Pleszew nie był brany pod uwagę przy wyborze miejsca na siedzibę główną Wojsk Obrony Terytorialnej w naszym regionie, jak wyjaśnia kpt. Jacek Wolf z Wojskowej Komendy Uzupełnień w Kaliszu. Dementuje też, jakoby miejscem tym miał być budynek byłego więzienia w Kaliszu.
Piotr Kaleta, poseł PiS podczas konferencji w Pleszewie w marcu, wspominał, że trwają rozmowy z samorządowcami dotyczące właśnie obiektów na potrzeby WOT. Jednak kpt. Jacek Wolf zaznacza, że po rekonesansie obiektów dostępnym w naszym rejonie, Pleszew nie jest brany pod uwagę jako główna siedziba WOT w tym okręgu. Trwają za to rozmowy i rozpatrywane są 4 miejscowości: Jarocin, Ostrów Wielkopolski, Lisków i Kalisz. Kpt. Wolf z WKU w Kaliszu dodaje jednak, że żadna konkretna decyzja nadal nie zapadła. – Ta decyzja należy do MON – mówi.
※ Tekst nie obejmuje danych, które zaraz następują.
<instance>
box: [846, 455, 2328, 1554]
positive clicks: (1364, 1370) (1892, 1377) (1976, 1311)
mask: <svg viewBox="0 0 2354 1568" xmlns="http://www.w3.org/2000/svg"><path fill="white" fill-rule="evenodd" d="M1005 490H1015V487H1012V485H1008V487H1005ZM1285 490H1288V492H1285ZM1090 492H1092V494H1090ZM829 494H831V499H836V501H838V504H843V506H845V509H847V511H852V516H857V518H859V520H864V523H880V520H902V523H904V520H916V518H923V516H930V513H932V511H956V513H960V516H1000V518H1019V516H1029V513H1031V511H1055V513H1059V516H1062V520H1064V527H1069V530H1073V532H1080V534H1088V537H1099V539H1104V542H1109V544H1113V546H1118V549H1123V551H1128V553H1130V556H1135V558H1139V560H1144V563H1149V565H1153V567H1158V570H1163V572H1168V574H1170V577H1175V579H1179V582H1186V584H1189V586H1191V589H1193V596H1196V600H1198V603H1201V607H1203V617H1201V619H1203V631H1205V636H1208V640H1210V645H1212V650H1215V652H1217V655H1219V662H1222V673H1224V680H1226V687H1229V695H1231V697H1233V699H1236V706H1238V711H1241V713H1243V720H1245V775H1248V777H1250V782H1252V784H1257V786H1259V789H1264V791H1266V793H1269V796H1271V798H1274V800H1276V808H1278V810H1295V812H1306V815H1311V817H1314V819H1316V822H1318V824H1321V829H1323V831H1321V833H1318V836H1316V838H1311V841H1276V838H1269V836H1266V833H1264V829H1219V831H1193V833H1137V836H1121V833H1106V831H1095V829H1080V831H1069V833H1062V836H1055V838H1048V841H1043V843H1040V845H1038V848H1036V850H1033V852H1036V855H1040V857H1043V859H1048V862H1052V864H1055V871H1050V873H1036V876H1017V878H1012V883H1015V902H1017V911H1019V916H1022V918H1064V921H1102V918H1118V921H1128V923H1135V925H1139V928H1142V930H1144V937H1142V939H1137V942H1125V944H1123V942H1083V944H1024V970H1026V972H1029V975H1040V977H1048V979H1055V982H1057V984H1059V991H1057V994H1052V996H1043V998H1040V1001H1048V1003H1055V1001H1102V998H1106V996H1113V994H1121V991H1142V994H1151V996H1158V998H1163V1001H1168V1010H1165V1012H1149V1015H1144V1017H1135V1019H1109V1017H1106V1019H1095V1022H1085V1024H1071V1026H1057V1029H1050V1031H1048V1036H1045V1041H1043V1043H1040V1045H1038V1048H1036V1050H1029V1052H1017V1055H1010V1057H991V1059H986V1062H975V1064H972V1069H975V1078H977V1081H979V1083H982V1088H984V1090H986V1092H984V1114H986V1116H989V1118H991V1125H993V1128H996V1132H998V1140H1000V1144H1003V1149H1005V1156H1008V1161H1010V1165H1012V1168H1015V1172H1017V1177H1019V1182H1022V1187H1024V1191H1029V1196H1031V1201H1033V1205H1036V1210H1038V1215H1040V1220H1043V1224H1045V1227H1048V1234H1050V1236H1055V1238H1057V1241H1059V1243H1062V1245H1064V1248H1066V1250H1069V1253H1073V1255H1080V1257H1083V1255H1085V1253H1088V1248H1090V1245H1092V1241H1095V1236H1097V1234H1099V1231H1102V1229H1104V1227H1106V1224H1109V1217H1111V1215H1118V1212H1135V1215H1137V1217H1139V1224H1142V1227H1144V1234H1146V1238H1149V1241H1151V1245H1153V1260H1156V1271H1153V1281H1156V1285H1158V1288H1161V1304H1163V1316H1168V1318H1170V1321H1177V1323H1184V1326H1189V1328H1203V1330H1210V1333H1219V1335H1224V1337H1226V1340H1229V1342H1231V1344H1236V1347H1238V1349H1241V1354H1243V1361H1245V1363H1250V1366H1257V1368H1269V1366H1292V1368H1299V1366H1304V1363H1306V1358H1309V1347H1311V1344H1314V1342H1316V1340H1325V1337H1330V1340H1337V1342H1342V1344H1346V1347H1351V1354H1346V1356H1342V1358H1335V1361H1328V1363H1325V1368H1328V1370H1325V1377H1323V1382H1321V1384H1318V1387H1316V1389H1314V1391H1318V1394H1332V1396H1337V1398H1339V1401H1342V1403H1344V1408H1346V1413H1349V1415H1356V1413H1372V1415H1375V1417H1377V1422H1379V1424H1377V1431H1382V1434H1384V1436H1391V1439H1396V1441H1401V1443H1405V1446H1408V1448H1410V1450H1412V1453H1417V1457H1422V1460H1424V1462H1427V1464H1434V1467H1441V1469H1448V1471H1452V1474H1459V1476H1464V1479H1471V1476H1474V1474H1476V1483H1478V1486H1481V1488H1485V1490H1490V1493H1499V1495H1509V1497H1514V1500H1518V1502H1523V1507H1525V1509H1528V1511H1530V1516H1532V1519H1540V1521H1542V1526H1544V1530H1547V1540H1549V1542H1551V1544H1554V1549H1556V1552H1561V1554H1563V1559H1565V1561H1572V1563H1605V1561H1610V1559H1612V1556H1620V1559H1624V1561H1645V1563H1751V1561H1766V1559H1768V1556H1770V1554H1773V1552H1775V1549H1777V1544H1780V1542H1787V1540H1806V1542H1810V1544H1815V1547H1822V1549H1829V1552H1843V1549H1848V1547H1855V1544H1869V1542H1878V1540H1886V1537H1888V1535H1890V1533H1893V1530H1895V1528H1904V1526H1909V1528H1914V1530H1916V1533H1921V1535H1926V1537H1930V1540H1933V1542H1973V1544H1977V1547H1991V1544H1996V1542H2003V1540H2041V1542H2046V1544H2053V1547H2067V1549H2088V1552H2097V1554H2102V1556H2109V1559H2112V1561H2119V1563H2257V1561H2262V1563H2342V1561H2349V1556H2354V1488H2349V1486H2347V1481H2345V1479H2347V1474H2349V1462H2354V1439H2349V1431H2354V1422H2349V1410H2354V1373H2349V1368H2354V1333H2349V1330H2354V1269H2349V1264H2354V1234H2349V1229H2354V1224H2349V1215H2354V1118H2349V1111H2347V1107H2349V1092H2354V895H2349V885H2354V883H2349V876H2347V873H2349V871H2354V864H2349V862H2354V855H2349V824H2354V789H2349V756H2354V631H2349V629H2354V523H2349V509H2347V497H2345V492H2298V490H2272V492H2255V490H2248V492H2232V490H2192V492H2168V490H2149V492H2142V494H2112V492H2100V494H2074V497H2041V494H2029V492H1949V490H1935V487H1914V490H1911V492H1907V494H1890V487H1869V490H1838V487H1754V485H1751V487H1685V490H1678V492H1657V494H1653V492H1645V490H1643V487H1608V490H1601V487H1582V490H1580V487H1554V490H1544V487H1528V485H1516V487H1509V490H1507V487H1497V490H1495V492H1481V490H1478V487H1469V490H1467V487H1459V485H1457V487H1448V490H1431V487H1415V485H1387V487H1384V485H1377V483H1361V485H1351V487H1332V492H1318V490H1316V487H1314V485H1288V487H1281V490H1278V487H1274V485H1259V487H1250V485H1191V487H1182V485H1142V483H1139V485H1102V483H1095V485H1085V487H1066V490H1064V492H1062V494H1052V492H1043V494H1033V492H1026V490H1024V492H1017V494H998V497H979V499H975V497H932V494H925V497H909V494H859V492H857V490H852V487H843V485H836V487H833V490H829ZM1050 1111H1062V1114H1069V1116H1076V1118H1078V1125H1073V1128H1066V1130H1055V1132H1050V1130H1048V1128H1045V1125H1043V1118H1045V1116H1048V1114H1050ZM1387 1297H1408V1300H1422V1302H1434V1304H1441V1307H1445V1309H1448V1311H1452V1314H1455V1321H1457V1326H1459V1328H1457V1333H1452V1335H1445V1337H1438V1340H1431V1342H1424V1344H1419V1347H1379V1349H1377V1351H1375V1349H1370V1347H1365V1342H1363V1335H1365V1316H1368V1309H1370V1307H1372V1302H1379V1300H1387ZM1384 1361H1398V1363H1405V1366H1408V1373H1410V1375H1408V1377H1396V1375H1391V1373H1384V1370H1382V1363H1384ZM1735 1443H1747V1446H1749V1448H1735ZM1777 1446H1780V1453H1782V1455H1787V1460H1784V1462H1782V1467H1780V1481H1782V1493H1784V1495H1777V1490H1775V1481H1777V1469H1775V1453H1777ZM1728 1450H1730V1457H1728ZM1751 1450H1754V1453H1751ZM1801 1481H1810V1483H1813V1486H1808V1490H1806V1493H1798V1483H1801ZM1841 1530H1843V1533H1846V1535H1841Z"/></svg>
Kpt. Wolf nie zdradza, jakie budynki były brane pod uwagę. Wyjaśnia jednak, że doniesienia jakoby jakakolwiek siedziba czy magazyn broni miał znaleźć się w budynku byłego więzienia w Kaliszu są nieprawdziwe. Zapowiadano, że na terenie poszczególnych powiatów i miast w Wielkopolsce w ramach WOT powstanie po jednej kompanii, liczącej od 100 do 150 żołnierzy.